10 Consejos básicos para el correcto uso de medicamentos en niños y bebés

    Debes ser muy cuidadosa cuando administres un medicamento a un bebé o a un niño:

1. Lee siempre la información sobre los ingredientes y las instrucciones de uso que aparecen en la etiqueta.

2. Investiga cuál es el “ingrediente activo”. Ésa es la substancia que hace que el medicamento haga efecto y está siempre indicada en la parte superior de la etiqueta con la información e instrucciones. En algunos casos el mismo ingrediente activo puede aliviar más de un malestar. Es por eso que el mismo ingrediente puede encontrarse en muchas medicinas distintas utilizadas para el tratamiento de diferentes síntomas. Si tienes dudas en cuanto a las medicinas de tu hijo, consulta a tu médico.

3. Dale a tu niño el medicamento correcto en la cantidad indicada. No todos los medicamentos están indicados para un recién nacido o un niño. Incluso la misma marca puede vender distintas concentraciones, como es el caso de las fórmulas para recién nacidos, niños y adultos. Las dosis y las instrucciones también son diferentes para niños de distintas edades y pesos. Sigue las instrucciones al pie de la letra.
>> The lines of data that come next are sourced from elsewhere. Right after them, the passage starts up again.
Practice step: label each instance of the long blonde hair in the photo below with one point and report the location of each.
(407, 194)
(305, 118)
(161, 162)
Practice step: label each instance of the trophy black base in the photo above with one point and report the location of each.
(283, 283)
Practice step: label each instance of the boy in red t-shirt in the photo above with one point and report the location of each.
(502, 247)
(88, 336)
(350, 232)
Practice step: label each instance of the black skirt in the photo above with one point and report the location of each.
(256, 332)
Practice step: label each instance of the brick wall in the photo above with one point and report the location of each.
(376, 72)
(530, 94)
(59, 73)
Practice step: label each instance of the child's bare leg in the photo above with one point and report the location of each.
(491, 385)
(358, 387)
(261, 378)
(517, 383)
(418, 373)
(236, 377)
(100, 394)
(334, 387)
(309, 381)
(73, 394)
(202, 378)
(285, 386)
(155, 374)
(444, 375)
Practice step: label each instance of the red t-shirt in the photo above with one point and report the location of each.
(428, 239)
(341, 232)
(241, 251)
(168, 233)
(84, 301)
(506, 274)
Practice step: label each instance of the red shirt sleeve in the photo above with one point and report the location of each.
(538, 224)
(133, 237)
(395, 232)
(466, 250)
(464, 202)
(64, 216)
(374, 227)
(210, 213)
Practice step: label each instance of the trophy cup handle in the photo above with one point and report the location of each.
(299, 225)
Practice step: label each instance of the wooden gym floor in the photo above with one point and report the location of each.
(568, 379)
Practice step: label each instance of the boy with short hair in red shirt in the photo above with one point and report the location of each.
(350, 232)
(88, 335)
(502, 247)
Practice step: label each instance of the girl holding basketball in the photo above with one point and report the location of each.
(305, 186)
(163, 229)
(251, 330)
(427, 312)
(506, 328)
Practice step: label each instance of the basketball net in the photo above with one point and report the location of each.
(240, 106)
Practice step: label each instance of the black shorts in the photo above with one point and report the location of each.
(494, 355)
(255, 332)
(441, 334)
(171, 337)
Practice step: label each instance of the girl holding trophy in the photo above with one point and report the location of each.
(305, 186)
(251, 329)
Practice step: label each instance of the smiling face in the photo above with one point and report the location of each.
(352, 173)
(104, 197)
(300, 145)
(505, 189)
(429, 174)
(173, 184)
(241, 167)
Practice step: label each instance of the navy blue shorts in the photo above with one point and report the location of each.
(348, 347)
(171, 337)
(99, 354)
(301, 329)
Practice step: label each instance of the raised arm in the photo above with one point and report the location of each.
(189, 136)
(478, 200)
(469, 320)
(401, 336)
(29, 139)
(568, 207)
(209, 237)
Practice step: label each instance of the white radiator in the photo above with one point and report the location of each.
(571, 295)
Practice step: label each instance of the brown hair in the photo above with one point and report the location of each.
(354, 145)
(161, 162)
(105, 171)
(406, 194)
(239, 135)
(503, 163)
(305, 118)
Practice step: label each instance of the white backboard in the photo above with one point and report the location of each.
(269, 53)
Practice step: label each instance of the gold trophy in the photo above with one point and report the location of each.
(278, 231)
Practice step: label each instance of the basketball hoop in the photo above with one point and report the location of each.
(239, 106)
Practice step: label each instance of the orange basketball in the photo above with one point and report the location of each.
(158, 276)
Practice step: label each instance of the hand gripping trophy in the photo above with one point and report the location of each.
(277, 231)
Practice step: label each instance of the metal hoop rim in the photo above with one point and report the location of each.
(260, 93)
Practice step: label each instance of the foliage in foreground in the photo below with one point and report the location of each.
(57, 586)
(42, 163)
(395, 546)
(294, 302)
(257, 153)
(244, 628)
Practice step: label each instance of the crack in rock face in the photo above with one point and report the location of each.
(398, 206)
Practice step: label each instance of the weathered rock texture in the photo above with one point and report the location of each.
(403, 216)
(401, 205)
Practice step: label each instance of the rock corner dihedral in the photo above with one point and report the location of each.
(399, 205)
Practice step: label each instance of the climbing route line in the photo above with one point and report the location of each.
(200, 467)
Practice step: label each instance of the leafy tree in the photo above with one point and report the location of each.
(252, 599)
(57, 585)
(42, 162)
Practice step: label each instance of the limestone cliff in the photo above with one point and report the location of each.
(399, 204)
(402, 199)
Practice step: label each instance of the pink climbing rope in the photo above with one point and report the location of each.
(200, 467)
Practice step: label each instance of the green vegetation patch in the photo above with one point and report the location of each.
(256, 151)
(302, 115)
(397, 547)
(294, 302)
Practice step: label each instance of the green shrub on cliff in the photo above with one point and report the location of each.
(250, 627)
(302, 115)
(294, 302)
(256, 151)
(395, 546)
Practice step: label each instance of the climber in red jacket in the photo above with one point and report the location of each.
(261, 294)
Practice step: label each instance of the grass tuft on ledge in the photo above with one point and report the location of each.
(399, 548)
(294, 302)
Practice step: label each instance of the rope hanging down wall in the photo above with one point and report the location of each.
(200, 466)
4. Consulta con tu médico, para que te indique qué medicamentos pueden interactuar con otros y cuáles no. Los medicamentos, las vitaminas, los suplementos, y los alimentos y bebidas no siempre son compatibles entre sí.
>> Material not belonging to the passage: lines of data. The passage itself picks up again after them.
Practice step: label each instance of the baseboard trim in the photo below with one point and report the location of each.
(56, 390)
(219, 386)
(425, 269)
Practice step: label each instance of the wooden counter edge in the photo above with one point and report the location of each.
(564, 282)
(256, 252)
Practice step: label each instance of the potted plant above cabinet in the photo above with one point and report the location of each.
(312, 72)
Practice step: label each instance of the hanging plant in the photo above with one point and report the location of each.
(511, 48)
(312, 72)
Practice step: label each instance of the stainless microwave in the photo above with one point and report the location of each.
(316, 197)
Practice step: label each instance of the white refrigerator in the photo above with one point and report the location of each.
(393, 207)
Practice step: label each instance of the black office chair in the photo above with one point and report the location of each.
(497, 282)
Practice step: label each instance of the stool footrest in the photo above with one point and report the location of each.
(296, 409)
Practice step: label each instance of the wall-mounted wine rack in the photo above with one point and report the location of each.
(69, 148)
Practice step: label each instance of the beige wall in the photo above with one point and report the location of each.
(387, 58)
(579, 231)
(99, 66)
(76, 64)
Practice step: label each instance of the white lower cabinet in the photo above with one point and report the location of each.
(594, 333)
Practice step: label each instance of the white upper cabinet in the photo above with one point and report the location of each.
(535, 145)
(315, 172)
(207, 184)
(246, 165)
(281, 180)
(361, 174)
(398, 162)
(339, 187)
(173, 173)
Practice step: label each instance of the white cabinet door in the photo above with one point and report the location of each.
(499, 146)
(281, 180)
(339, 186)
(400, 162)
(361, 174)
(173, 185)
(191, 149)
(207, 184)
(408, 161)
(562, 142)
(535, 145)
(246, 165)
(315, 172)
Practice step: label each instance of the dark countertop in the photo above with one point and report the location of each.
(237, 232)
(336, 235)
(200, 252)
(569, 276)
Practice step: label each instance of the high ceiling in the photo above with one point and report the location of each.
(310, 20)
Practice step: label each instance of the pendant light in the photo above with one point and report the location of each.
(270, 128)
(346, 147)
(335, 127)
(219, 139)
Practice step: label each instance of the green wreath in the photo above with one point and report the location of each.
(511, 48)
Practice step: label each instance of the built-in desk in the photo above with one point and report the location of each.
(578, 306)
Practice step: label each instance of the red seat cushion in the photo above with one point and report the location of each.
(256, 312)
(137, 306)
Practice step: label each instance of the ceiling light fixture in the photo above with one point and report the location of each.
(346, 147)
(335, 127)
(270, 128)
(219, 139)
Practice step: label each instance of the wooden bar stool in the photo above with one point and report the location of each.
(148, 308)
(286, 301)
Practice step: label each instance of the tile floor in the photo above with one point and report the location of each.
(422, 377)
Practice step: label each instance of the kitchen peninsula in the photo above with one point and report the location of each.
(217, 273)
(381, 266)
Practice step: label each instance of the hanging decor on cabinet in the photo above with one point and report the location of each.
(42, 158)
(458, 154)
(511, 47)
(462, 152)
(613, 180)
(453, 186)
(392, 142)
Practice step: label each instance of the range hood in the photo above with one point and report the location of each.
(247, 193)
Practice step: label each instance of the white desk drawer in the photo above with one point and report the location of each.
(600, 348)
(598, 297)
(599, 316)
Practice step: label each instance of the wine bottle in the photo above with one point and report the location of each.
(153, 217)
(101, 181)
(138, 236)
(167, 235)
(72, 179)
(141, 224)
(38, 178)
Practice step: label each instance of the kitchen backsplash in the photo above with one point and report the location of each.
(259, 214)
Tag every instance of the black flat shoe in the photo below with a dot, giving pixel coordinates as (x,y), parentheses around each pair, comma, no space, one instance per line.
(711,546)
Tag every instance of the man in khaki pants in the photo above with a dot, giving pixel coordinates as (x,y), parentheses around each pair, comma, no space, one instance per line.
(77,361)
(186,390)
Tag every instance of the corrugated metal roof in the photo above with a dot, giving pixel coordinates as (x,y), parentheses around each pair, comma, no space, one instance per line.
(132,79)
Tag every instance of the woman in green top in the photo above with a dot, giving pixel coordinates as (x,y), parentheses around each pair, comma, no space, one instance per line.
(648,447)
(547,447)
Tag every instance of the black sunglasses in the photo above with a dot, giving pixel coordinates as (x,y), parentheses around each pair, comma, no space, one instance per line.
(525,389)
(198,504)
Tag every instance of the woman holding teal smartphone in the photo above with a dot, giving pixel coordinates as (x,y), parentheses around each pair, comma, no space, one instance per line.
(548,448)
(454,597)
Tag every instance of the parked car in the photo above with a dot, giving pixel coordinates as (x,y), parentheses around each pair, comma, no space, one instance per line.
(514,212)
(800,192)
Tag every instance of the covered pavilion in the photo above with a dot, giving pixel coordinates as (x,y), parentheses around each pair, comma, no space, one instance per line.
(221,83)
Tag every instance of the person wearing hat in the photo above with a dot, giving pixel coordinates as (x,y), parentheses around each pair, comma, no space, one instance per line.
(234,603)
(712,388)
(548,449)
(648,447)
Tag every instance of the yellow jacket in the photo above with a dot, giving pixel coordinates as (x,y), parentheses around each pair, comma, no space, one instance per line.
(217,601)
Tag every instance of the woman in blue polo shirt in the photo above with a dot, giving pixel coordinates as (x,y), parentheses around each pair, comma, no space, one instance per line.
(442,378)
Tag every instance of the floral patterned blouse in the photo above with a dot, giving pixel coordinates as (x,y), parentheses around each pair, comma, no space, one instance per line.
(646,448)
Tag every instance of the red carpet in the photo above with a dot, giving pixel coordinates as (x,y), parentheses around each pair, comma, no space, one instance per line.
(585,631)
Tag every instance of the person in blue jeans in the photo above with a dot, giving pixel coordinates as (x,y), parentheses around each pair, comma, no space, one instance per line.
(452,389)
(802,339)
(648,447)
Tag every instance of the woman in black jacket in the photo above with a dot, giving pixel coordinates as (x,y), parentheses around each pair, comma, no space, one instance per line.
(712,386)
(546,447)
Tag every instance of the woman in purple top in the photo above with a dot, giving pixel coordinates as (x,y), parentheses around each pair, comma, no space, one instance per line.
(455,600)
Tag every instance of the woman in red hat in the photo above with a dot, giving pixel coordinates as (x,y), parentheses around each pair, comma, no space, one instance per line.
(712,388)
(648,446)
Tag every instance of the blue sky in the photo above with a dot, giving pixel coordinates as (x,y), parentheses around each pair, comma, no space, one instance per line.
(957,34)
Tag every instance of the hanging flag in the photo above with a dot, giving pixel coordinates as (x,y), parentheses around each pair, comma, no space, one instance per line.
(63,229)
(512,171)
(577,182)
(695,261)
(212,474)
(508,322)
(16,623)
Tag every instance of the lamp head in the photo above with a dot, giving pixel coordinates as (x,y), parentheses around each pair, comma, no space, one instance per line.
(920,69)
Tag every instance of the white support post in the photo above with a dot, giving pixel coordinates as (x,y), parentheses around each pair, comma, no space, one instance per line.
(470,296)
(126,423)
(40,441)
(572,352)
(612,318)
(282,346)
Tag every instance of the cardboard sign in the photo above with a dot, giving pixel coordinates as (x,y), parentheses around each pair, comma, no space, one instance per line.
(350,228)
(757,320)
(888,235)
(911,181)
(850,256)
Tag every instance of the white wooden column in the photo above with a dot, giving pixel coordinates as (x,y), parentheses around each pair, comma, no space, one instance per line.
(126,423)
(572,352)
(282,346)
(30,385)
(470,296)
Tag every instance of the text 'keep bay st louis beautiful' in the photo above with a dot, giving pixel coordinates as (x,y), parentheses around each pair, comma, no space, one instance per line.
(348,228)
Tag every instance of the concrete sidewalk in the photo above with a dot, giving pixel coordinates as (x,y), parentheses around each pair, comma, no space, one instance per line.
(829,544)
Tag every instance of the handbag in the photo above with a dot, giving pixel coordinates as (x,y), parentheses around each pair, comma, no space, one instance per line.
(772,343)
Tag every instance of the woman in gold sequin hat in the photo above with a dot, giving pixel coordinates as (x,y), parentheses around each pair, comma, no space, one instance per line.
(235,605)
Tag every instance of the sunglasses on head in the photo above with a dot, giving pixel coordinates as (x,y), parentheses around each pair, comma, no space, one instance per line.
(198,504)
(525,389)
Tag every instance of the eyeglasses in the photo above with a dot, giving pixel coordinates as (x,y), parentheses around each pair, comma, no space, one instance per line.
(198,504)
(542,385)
5. Utiliza el instrumento medidor que viene con la medicina, tal como un gotero o vasito dosificador. No es recomendable usar cucharas para comer.

6. Aprende a diferenciar entre cuchara y cucharadita. Una cucharada contiene tres veces más medicina que una cucharadita. ¡No las confundas!

7. Conoce el peso de tu niño. Las instrucciones de algunos medicamentos se basan en el peso. No trates de adivinar o estimar la cantidad de medicamento, ni calcularla basándote en las dosis indicada para adultos. Si la dosis que corresponde a la edad o al peso del niño no aparece indicada, llama a tu médico.

8. Para evitar una situación de emergencia por envenenamiento, usa siempre tapas que sean difíciles de abrir para los niños. Después de cada uso, vuelve a cerrar bien la tapa. Hay que tener especial cuidado con los productos que contengan hierro; éstos constituyen la principal causa de muertes por envenenamiento entre los niños pequeños.

9. Guarda todos los medicamentos en un lugar seguro. Hoy en día las medicinas tienen buen sabor, vienen en colores atractivos y muchas son masticables.

10. Examina el medicamento tres veces para comprobar que no tenga señales de haber sido manipulado ni dañado. Primero, examina el empaque exterior y comprueba que no tenga cortes, tajos, ni desgarraduras. Segundo, una vez en tu casa, lee la etiqueta del envase interior para verificar que sea la medicina correcta. Asegúrate de que la tapa y el sello no estén rotos. Tercero, examina el color, la forma, el tamaño y el olor del medicamento. Si observas algo diferente o fuera de lo común, no lo consumas.